Jones is embroiled in a controversy over comments about Australian Prime Minister Julia Gillard's father, who he said had "died of shame", kicked off his high-rating Sydney 2GB show on Monday by confirming all commercials had been temporarily suspended.
A number of advertisers chose to pull their commercials after Jones' comments about Ms Gillard's father. An online petition was then launched, urging companies to boycott his show.
Macquarie Radio Network, owner of 2GB, decided to suspend all advertising, alleging that some companies associated with Jones' show had been threatened online.

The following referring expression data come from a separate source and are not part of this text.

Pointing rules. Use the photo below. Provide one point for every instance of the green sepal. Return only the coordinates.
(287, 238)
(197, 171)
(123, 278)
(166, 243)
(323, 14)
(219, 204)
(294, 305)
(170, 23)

"In the light of comments which I made, for which I've apologised, there are now comprehensive threats to destroy these businesses if they don't comply with the boycott," Jones told his listeners.
He said the threats had come from people who did not listen to 2GB.
"The radio station has conducted research over the past weekend and it's clear that the great majority of listeners to this programme acknowledge my apology and have not changed their attitudes," he said.
"We saw that last week in the avalanche of calls made to this programme.
"But as (2GB executive chairman) Russell Tate said in his statement yesterday, we are now witnessing 21st century cyber bullying."
Jones said he did not object to petitions."They have been a reality for years. But one petition calls on signatories to 'destroy the joint'."
It was not immediately clear if that was a reference to Jones' comments in August in which he suggested Ms Gillard and other women were "destroying the joint".
The threats had been made on websites, including Facebook, by email to the radio station and via its telephone switchboard.
Some of the telephone calls had reduced the "girls on the switchboards" to tears, Jones said.
Jones attacked the petition, saying people could sign it anonymously and use pseudonyms such as Osama bin Laden.
"It is unprecedented to suspend advertising on a show like this," he said.
"But Russell Tate made the very valid point that we have to forget ourselves for a moment and take a stand on behalf of small business."